Globaal gezien is informatie in te delen in contextinformatie en persoonlijke gegevens. Contextinformatie is algemene informatie die op maat gegeven wordt. Bijvoorbeeld een filmpje over een insulinespuit voor een patiënt met suikerziekte. Of de pagina op thuisarts.nl over allergie bij een patiënt met hooikoorts. Onder persoonlijke gegevens vallen bijvoorbeeld een bloeduitslag of de uitslag van CT-scan.

Patiënt-informatiereis
Eén van de manieren om de rol van informatie inzichtelijker te maken, is de ‘patiënt-informatiereis’. Als voorbeeld is een transmuraal zorgtraject gekozen, waarbij de soorten informatie beschreven worden die patiënt gedurende het traject nodig heeft.

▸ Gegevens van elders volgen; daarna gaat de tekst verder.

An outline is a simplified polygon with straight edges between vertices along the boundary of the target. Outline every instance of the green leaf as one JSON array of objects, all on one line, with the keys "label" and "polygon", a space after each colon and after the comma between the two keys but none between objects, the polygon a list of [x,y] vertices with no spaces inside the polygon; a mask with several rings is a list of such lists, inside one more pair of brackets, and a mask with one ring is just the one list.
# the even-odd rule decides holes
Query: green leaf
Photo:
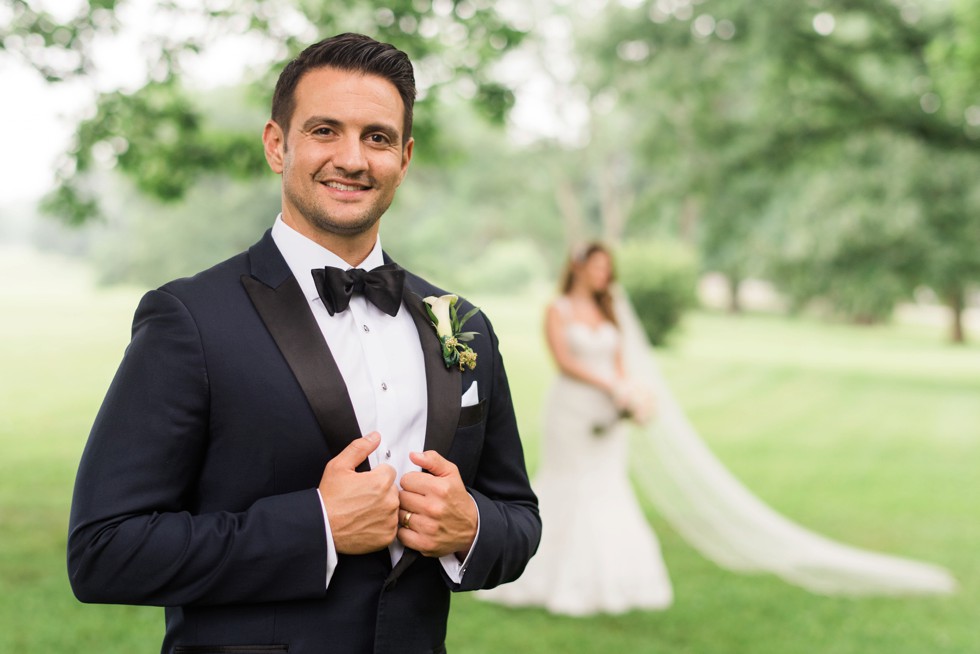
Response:
[{"label": "green leaf", "polygon": [[473,316],[475,316],[477,313],[479,313],[479,311],[480,311],[480,307],[473,307],[472,309],[467,311],[466,314],[463,316],[462,320],[459,321],[459,326],[462,327],[463,325],[465,325],[466,321],[472,318]]}]

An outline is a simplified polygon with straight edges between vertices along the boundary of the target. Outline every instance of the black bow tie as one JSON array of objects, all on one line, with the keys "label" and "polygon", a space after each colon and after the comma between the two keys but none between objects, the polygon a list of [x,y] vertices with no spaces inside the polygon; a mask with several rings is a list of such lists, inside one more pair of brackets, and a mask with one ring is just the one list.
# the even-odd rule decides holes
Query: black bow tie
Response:
[{"label": "black bow tie", "polygon": [[374,270],[341,270],[327,266],[315,268],[312,273],[316,291],[331,316],[346,311],[354,293],[363,293],[368,301],[389,316],[398,313],[402,305],[405,271],[393,263]]}]

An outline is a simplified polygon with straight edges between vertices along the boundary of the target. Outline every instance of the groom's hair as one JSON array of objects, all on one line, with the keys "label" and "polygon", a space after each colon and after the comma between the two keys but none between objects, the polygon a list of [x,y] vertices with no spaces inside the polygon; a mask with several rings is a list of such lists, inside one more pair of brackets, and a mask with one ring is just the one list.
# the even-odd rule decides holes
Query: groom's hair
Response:
[{"label": "groom's hair", "polygon": [[405,112],[402,117],[402,147],[412,135],[412,108],[415,106],[415,72],[408,55],[391,45],[363,34],[338,34],[303,50],[286,64],[272,95],[272,120],[289,132],[296,110],[296,85],[303,75],[317,68],[376,75],[398,90]]}]

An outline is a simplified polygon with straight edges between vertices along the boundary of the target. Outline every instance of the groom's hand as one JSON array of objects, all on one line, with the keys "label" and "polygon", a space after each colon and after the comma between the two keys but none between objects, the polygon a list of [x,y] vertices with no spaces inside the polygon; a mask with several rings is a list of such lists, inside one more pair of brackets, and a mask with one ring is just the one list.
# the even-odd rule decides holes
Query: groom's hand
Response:
[{"label": "groom's hand", "polygon": [[388,546],[398,530],[398,487],[395,469],[379,465],[357,472],[381,437],[372,432],[352,441],[327,463],[320,479],[320,496],[327,510],[337,552],[366,554]]},{"label": "groom's hand", "polygon": [[465,558],[476,538],[479,512],[459,469],[431,450],[412,452],[409,458],[425,472],[402,475],[398,540],[425,556],[455,553]]}]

Hoewel het proces vereenvoudigd is, is duidelijk te zien dat contextuele informatie op veel meer plaatsen nodig is dan je zou verwachten. En het gaat niet alleen om medische informatie, maar ook om logistieke, keuzehulp- en sociale informatie. In de ideale situatie wordt het geven van uitslagen begeleid door passende context.

Het venijn zit hem in de staart. Pas als informatie begrijpelijk is, is hij zinvol. De afgelopen jaren is er een grote slag gemaakt in het beschikbaar stellen van medische gegevens aan de patiënt. Dit is een grote en goede stap. Wat men zich echter onvoldoende realiseerde, is dat die gegevens bedoeld voor zorgprofessionals met medische kennis. Het is dus de vraag of alleen uitslagen aanbieden de gewenste manier is om patiënten informatie te verstrekken. Zelfs de correspondentie is doorgaans gericht aan collega-dokters.